14. Given the composition of SEC buffer contains 0.1 mM EDTA, the purified proteins at the end are in a metal-free state.

3.4. DNA Substrate Preparation for the Fluorescence-Based Nuclease Reaction

1. Identical DNA substrates are used in Au-SAXS and gel-based nuclease reactions (see Note 6 and Table 1).

2. All 5′-Fluorescein (FAM) labelled DNA oligos are purchased from IDT with HPLC purification.

3. We verified that MRE11 cuts our substrate through monitoring the cleavage in a fluorescence-based nuclease assay (Fig. 2).

4. To monitor how MRE11 cuts the DNA substrates on both strands, both 37-bp and 57-bp substrates are labelled with FAM at 5′ individually resulting in four different substrates: (1) duplex with a 5′-FAM on longer strand of 37-bp, (2) duplex with 5′-FAM on shorter strand of 37-bp, (3) duplex with a 5′-FAM on longer strand of 57-bp, and (4) duplex with a 5′-FAM on shorter strand of 57-bp.

5. DNA substrates (in Table 1) used in gel-based nuclease reaction are prepared by annealing complementary non-labelled strand with fluorescently labelled oligo (in 1.3:1 ratio) and by heating at 95 °C for 5 min followed by gradual cooling to room temperature for the duplex formation.

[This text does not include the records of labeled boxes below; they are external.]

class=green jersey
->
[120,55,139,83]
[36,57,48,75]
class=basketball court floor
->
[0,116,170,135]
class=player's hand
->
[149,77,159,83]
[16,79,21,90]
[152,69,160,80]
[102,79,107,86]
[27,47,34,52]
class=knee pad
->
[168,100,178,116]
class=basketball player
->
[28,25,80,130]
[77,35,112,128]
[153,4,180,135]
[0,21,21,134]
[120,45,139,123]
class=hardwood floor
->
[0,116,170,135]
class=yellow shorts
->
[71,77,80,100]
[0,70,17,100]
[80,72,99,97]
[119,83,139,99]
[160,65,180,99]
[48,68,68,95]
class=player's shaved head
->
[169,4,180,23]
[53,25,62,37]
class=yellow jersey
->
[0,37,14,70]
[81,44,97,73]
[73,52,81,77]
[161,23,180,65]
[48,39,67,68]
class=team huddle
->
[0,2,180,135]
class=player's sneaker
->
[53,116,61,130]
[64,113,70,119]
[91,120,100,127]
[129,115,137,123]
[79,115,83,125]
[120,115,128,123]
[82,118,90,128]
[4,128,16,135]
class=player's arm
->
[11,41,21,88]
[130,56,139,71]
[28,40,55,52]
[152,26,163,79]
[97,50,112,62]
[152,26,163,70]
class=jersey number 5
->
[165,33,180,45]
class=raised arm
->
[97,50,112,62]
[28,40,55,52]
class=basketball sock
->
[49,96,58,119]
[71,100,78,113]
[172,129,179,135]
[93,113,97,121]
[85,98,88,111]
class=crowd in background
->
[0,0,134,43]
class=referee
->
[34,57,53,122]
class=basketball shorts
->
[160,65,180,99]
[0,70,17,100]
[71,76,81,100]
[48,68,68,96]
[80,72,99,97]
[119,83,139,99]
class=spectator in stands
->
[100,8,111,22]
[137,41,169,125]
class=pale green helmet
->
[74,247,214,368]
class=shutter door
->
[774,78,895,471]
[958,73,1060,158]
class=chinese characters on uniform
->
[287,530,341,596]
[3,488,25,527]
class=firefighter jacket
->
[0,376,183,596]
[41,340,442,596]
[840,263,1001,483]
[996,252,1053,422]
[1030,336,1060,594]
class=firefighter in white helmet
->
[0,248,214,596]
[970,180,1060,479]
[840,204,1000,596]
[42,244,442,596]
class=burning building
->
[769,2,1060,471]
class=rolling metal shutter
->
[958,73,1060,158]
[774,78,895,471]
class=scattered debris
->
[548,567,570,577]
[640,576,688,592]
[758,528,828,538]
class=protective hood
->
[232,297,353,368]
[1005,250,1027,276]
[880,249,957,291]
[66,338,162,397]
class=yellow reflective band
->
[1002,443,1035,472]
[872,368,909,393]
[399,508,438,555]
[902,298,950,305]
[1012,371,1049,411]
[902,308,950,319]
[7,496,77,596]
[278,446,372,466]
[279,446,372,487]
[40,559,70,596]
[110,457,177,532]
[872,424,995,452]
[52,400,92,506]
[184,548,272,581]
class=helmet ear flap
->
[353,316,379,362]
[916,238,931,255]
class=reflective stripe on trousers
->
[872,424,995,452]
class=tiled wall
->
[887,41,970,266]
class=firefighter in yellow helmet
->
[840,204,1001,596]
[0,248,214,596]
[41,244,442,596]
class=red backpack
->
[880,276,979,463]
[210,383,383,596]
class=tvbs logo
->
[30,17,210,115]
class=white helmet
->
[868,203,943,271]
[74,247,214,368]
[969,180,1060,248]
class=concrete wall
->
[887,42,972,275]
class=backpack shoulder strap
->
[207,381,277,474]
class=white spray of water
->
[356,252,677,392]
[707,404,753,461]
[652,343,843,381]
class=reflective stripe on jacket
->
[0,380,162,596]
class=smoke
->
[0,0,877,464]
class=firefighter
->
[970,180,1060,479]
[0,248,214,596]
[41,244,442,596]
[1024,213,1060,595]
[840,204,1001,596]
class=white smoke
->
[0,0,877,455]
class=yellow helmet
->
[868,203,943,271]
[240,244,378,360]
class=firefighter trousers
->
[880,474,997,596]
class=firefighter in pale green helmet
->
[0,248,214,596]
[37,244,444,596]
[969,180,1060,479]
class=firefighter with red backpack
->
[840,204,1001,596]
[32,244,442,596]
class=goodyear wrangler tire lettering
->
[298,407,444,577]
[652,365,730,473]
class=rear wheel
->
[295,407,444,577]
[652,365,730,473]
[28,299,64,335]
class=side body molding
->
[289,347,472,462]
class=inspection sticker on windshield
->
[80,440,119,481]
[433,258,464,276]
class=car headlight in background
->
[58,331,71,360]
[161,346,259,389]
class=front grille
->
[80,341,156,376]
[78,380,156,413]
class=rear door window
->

6. Substrates are stored at −20 °C until further use (@ 1 μM stock concentration).

Fig. 2.

MRE11 nuclease activity as monitored in gel-based assays. Both substrates (37-bp and 57-bp) used in the XSI experiments were used in fluorescence-based nuclease assay. To monitor the nuclease activity of MRE11 on both strands of the duplex substrate, a 5′-FAM label is added on either end resulting in four substrates as shown above (37-bp-Au-F, 37-bp-Au-R, 57-bp-Au-F, and 57-bp-Au-R). (a) MRE11 shows nuclease activity (at 2, 1, and 0.5 μM concentration) on both strands of 37-bp substrate, and the activity is dependent on the presence of MnCl₂ in the reaction buffer. As expected, the nuclease-dead mutant H129N is not active even in the presence of MnCl₂ at 2 μM enzyme concentration. (b) MRE11 shows nuclease activity (at 2, 1, and 0.5 μM concentration) on both strands of 57-bp substrate, and the activity is dependent on the presence of MnCl₂ in the reaction buffer. As expected, the nuclease-dead mutant H129N is not active even in the presence of MnCl₂ at 2 μM enzyme concentration. ssDNA markers are indicated for each gel

3.5. Fluorescence-Based Nuclease Reaction to Validate Substrates and the Activity (Fig. 2)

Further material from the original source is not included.